CN110454571B

CN110454571B - Parking device and car

Info

Publication number: CN110454571B
Application number: CN201910780040.5A
Authority: CN
Inventors: 曹青松; 刘望; 邱香; 易星
Original assignee: Jiangxi University of Technology
Current assignee: Jiangxi University of Technology
Priority date: 2019-08-22
Filing date: 2019-08-22
Publication date: 2021-07-27
Anticipated expiration: 2039-08-22
Also published as: CN110454571A

Abstract

The invention provides a parking device and an automobile, wherein the parking device comprises a locking gear, a pawl, a driver and a buffer mechanism, the pawl comprises a connecting part connected with the driver and an engaging part engaged with the locking gear, the buffer mechanism is connected between the connecting part and the engaging part, the buffer mechanism comprises a valve body, magnetorheological fluid arranged in a cavity of the valve body, a piston hermetically and slidably connected with the cavity of the valve body, a valve rod with one end connected with the piston and the other end extending out of the valve body and connected with the engaging part, and a magnetic control assembly arranged on the piston, a throttling hole for the circulation of the magnetorheological fluid is formed in the piston, and the magnetic control assembly is used for carrying out form conversion on the magnetorheological fluid in the throttling hole. According to the invention, the buffer mechanism adopting the magnetic control assembly and the magnetorheological fluid to be matched is arranged on the pawl, so that the pawl and the locking gear are flexibly combined and separated, the locking and the rapid abrasion caused by mechanical rigid combination are avoided, the P gear is ensured to be easily engaged and cancelled, and the mechanical knocking noise is avoided when the P gear is engaged.

Description

Parking device and car

Technical Field

The invention relates to the technical field of automobiles, in particular to a parking device and an automobile.

Background

As is known, vehicle sliding easily causes safety accidents, seriously threatens the safety of people and vehicles, and in order to prevent the abnormal vehicle sliding, a parking mechanism and a related electric control system thereof are usually arranged, so that the safety of people and vehicles is ensured as much as possible.

The hand brake is a parking mode of the traditional vehicle, and the principle of the hand brake is that a rear wheel brake piece is pulled through a steel wire, so that the rear wheel is locked to achieve the purpose of braking and parking. The mode has many defects, for example, the steel wire can generate certain tensile plastic deformation when being used for a long time, so that the braking force is reduced, the hand brake can only generate the braking force for the rear wheel during parking, the parking requirements of various road conditions cannot be met, and the hand brake has poor aesthetic property and is not high-grade.
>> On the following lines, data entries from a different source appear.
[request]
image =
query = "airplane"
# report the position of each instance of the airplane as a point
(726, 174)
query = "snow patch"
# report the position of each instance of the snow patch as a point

In order to replace the traditional hand brake, P-gear parking (also called automatic parking) is produced, the working principle of the automatic parking brake is that a pawl is buckled with a locking gear under the driving of a motor, and the locking gear is connected to an output shaft of a gearbox, so that the aim of braking and parking is fulfilled.

Among the prior art, the P that uses at present keeps off parking system, its pawl easily blocks, leads to P shelves not to put into or can't put into other gears, in addition after using certain mileage, the pawl is serious with the lock gear wearing and tearing, leads to putting into P shelves and has very big knocking noise.

Disclosure of Invention

Based on the above, the invention aims to provide a parking device and an automobile, so as to solve the technical problem that a pawl of a P-gear parking system is easy to be blocked in the prior art.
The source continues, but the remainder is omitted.